Im Visier der Gewalttäter war in den vergangenen Jahren das „Carloft“ in der Reichenberger Straße, in dem die Bewohner mit dem Auto quasi bis in die Wohnung fahren können. Um das Carloft ist es zuletzt ruhiger geworden, den letzten Anschlag vermeldete das Präsidium im Februar. Immer waren es einzelne Häuser, die derart im Fokus stehen.
„Die Rigaer Straße und die Liebigstraße sind für Krawalle und Gesetzlosigkeit bekannt“, heißt es im jüngsten Pamphlet im Internet. Hundert Meter weiter sitzt die linke Szene am Sonntagmittag vor dem „X-B-Liebig“ auf dem Gehweg und frühstückt. Direkt gegenüber liegt die „Liebig 14“, eines der Herzstücke der linksautonomen Szene. Vor gut drei Jahren wurde es geräumt. Die neuen Bewohner haben keine Namen an der Klingel, aus Sicherheitsgründen. Die Fassade ist schwarz von Farbflaschenwürfen.

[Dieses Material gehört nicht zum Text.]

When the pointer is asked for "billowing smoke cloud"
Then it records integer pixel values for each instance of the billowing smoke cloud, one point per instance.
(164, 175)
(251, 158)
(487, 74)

Warum muss sich derjenige, der sich gute Wohnungen leisten kann, dafür rechtfertigen, fragen sich nicht nur Anwohner. „Jeder soll da wohnen können, wo er will“, sagt der Friedrichshain-Kreuzberger CDU-Abgeordnete Kurt Wansner. Der Bezirk ziehe doch gerade wegen des „Kreuzberger Mixes“ die Menschen an. Das dürfe nicht zerstört werden. „Absolute Sicherheit gibt es nicht“, sagt ein Ermittler. Man tue, was man könne. Auf der anderen Seite aber sei man auch auf Zeugenaussagen angewiesen. „Das soll nicht als Denunziantentum, sondern als Beitrag zum angenehmen Leben im Kiez verstanden werden.“
Zur Wahrheit gehört für Innenpolitiker Christopher Lauer (parteilos, für Piraten) auch, dass „wir solche Attacken wegen der geringen Personaldecke der Polizei über uns ergehen lassen müssen“. Die Polizei könne eine große Präsenz gegen diesen „Guerillakrieg“ gar nicht aufbringen. Die Bevölkerung in diesen Gebieten müsse klarmachen, dass man solche Übergriffe von „großen Idioten“, so Lauer, nicht akzeptiere.